L’article 7 de cette charte fondamentale précise que « Tous les Libanais sont égaux devant la loi. Ils jouissent également des droits civils et politiques et sont également assujettis aux charges et devoirs publics, sans distinction aucune ». Si la Constitution libanaise consacre « l’égalité dans les droits et obligations entre tous les citoyens sans distinction ni préférence » comme un des principes fondateurs de la République, les textes de loi contiennent toujours de nombreuses dispositions discriminatoires à l’égard des femmes. La réforme de la loi électorale en 1953 a consacré les droits politiques des femmes qui peuvent être électrices et éligibles.

L’article 562 du Code pénal concernant les crimes d’honneur est abrogé en 2011. Cet article prévoyait que la « protection de l’honneur de la famille » était considérée comme une circonstance atténuante dans le cadre de meurtres de femmes, permettant d’alléger la peine du meurtrier.

En 2018, abrogation de l’article 522 du Code pénal qui stipulait qu’un violeur pouvait échapper à la condamnation s’il reconnaissait son crime et épousait sa victime. Les effets de cet article sont toutefois maintenus dans deux situations prévues dans les articles 505 et 518 : en cas d’une relation sexuelle consentie avec une mineure âgée entre 15 et 18 ans et en cas d’une relation sexuelle non consentie avec une mineure âgée de 15 à 18 ans, mais avec promesse de mariage.

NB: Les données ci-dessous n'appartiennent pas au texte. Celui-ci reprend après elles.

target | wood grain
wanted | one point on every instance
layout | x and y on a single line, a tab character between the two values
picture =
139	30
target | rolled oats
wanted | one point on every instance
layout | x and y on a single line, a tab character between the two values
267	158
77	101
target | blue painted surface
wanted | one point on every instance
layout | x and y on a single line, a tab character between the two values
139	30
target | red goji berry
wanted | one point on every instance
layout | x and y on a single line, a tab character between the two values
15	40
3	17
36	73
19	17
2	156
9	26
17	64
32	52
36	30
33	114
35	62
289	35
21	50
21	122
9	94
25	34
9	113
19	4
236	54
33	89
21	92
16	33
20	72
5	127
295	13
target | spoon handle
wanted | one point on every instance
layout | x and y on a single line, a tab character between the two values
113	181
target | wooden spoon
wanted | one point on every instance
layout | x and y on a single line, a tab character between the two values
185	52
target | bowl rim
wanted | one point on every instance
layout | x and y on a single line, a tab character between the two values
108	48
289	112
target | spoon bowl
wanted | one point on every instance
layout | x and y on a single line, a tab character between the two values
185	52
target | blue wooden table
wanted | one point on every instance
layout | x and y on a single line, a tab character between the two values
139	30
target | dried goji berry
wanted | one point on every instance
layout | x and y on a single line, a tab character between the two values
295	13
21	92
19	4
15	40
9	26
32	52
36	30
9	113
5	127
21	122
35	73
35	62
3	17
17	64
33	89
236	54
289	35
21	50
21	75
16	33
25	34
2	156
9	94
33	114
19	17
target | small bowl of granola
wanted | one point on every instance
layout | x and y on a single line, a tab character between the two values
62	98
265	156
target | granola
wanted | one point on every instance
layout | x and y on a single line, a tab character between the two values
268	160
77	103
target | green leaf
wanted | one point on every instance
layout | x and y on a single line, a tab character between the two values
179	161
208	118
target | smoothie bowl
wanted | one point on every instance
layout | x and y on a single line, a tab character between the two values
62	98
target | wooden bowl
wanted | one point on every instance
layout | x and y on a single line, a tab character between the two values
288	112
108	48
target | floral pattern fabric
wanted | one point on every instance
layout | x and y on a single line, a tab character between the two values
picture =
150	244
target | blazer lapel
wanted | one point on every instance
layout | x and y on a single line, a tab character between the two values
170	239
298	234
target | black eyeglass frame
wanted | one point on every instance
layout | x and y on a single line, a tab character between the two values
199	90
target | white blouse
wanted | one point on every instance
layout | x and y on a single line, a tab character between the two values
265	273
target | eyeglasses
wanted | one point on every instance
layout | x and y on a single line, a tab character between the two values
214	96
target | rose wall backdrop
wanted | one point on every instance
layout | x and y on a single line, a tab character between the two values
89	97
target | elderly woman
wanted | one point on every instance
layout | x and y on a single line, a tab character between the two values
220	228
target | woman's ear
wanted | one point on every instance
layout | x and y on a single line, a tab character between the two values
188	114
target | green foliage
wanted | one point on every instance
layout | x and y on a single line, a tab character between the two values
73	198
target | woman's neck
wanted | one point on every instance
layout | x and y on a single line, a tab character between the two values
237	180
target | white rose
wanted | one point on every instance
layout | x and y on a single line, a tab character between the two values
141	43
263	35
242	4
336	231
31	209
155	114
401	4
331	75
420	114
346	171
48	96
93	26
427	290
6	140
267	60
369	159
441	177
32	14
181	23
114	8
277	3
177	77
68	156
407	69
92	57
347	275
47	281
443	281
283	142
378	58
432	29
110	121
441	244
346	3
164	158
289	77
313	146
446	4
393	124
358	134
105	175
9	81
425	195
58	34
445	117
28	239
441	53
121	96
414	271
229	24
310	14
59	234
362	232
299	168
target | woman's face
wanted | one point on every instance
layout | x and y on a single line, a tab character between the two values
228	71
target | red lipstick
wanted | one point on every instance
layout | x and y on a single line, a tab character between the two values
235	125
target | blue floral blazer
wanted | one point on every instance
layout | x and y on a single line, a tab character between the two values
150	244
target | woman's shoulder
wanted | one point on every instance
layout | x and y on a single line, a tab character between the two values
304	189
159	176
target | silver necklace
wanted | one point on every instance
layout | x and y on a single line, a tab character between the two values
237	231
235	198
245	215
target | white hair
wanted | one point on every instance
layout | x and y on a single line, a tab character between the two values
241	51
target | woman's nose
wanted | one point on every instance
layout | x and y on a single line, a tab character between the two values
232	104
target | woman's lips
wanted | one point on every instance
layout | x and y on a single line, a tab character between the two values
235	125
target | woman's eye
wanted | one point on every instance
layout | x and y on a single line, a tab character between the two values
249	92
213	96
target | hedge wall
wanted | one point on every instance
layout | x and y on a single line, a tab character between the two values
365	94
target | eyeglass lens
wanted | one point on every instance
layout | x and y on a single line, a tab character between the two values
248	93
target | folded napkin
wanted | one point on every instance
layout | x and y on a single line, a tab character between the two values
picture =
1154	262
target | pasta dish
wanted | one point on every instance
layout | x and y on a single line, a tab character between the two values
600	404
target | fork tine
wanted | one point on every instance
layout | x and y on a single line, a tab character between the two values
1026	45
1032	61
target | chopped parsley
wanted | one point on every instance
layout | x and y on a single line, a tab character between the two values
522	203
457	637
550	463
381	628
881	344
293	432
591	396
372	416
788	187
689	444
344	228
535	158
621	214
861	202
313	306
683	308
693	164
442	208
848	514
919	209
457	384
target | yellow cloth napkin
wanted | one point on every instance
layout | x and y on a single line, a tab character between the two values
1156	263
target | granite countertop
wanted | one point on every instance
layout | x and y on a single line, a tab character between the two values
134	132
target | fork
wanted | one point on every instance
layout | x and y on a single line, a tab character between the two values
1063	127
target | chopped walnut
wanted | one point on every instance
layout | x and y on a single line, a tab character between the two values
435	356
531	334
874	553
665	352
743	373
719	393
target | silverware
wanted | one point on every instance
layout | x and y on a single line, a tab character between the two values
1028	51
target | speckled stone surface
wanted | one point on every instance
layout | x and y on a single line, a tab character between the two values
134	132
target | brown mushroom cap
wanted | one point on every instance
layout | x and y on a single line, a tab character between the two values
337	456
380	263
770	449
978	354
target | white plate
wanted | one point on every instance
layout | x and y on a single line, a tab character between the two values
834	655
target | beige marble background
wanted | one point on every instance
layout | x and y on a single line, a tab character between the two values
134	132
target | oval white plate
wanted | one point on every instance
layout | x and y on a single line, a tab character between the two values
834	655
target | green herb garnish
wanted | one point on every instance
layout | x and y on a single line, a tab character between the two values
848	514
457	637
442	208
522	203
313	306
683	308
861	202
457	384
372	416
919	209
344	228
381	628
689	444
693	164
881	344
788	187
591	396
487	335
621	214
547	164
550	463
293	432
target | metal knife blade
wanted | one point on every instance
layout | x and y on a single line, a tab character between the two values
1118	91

Si le droit libanais du travail reconnaît, depuis 1946, une égalité de principe entre employées et employés, il a fallu attendre tout de même l’an 2000 pour que la loi interdise expressément à l’employeur toute discrimination en raison du genre concernant la nature du travail, la rémunération, l’emploi, la promotion, l’augmentation de salaire, la formation continue et l’habillement.

Le législateur a augmenté la durée du congé de maternité qui est passée de 40 à 49 jours (9 jours de plus) et a interdit le licenciement d’une femme enceinte, possibilité qui était ouverte à l’employeur, jusqu’à l’an 2000, durant les 5 premiers mois de grossesse. La loi sur la violence conjugale adoptée le 1er avril 2014 constitue une avancée bien qu’elle souffre de quelques lacunes. Les dispositions légales discriminatoires à l’égard des femmes persistent dans les lois sur le statut personnel.

Dans son article premier, la loi sur la nationalité n°15 du 19/01/1925 prévoit que « est considéré comme libanais toute personne née d’un père libanais ». En d’autres termes toute personne née d’une mère libanaise n’est donc pas considérée comme libanaise. La nationalité au Liban relève du lien de sang, en l’occurrence celui de l’homme seulement et non du lien du sol. Ce qui constitue une véritable discrimination envers la femme.

Le Code du travail ne protège pas les femmes contre le harcèlement sexuel. En 2018, une mesure a été prise par le Ministère de l’Intérieur afin de permettre aux femmes divorcées d’inscrire leurs enfants sur le registre sur lequel elles sont inscrites après leur divorce. Cela, notamment, afin de ne plus avoir à demander l’autorisation de leur ex-mari pour obtenir un extrait d’état civil des enfants.

Concernant les procédures à la Sûreté générale, depuis 2014, la mère d’enfants mineurs est impliquée dans les procédures de demandes de passeport et d’autorisation de quitter le territoire pour ses enfants. Avant cette date, seule la signature du père était requise pour ces procédures.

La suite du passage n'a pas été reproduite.